I did forget to mention I've got 2 cars .. and one is a track car with massive brakes and sintered pads ... so needs to be something in 5ltrs really as 500ml would be gone in no time 

I have tried sealing wheels , ok on the daily focus .. but tbf shampoo would probably clean them up anyway . And wasting my time on the track car , spent hours sealing them with C1 once and first wash had to get wheel cleaner out to get them white again

£20 for 5ltrs of smart wheels is still looking favourite at the moment then ...

Sent from my iPhone using Tapatalk


----------



## Pittsy (Jun 14, 2014)

I think that wheel cleaners have move on a bit recently and there are some excellent ones out there which perform better than Smart Wheels.

I have just come to the end of a 5ltr container of Angelwax Bilberry which was excellent and have got a 5ltr of Orchard Wheel cleanse to crack open and review next wash.

I have heard good things about Alkaloy so might be worth a look, perhaps consider getting a 500ml bottle to try 1st and see how you get on.

But if your ceiling is £20 for 5ltrs than you will find Smart Wheels hard to beat.


----------



## bigkahunaburger (Jun 27, 2012)

Bilt Hamber Auto Wheel.


----------



## LewisChadwick7 (Aug 22, 2014)

KKD brakeaway for general use anything from 1:10-1:20 is perfectly fine or 1:5 if they're proper minging


----------



## Brian1612 (Apr 5, 2015)

Much more to look at than initial outlay on products.

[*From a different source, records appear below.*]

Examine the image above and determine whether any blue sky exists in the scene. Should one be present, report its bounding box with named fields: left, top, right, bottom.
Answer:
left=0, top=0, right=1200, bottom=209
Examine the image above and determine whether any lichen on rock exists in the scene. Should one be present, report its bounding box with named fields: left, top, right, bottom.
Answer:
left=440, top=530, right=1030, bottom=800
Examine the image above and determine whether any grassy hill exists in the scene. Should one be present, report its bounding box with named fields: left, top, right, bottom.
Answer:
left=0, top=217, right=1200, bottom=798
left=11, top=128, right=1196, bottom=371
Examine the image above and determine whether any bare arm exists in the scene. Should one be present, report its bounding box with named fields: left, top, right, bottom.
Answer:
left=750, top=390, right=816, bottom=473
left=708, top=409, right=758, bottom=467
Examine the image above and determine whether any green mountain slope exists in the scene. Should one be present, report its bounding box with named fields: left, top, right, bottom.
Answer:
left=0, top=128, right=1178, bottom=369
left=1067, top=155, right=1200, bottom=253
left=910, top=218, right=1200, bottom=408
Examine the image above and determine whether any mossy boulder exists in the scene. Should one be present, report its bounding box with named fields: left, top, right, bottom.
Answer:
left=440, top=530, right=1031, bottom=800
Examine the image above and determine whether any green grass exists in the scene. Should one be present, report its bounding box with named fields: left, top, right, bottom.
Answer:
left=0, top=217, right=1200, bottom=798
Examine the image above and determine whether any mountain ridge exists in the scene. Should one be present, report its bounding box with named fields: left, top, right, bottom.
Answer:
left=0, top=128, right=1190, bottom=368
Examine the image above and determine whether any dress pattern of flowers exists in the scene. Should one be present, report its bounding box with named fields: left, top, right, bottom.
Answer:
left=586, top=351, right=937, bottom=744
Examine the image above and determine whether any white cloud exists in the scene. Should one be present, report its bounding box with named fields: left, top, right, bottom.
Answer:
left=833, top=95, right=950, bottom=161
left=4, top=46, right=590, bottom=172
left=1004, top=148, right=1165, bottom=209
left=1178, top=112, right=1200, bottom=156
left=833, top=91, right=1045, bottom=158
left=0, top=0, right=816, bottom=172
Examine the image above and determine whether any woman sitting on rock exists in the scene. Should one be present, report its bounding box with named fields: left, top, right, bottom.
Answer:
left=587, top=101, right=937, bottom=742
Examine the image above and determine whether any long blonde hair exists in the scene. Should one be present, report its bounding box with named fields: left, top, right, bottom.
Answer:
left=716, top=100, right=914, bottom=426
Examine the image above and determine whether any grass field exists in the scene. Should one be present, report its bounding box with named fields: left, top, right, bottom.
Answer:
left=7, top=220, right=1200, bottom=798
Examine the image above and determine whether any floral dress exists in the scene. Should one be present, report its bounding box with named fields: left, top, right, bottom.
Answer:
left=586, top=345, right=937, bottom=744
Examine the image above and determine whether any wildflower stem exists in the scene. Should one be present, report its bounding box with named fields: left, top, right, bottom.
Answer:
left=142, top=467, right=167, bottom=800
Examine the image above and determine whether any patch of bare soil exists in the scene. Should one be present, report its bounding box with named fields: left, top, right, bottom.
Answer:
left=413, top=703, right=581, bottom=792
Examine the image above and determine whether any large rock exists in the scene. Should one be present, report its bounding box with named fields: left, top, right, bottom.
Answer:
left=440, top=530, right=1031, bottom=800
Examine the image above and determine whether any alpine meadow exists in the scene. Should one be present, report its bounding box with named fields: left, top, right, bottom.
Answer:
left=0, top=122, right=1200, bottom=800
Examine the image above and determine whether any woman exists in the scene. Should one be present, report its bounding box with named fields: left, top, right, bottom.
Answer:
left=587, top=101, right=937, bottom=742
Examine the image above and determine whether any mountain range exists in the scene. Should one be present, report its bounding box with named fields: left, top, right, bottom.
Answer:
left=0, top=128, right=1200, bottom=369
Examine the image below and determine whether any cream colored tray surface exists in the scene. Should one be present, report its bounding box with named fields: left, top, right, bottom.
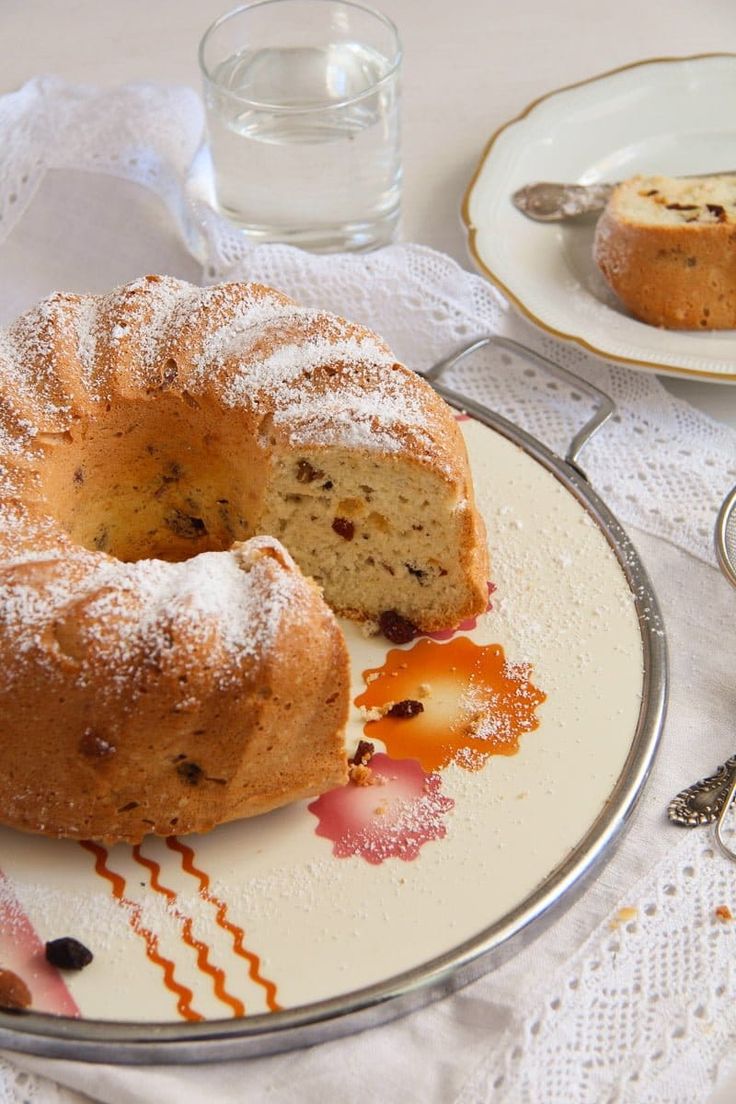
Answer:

Do you dilute smart wheels?

Alkalloy is excellent and love that it offers both a deep clean at 1:5 and a wax safe maintenance cleaner at 1:20 on waxed wheels. 

Another to considering is KDD breakaway which is around £24 I believe and gets good praise.


----------



## John.C (Nov 4, 2012)

What's KDD ? ... have you a link to who sells it ? 

And yea I dilute SW .. depends on the task but generally 1:4


Sent from my iPhone using Tapatalk


----------



## steelghost (Aug 20, 2015)

John.C said:


> What's KDD ? ... have you a link to who sells it ?
> 
> And yea I dilute SW .. depends on the task but generally 1:4
> 
> Sent from my iPhone using Tapatalk


https://liquidelementsuk.co.uk/products/brake-away-non-acidic-wheel-cleaner


----------



## John.C (Nov 4, 2012)

steelghost said:


> https://liquidelementsuk.co.uk/products/brake-away-non-acidic-wheel-cleaner


Thanks ... seems fairly priced :thumb:

how does it compare to smart wheels ?


----------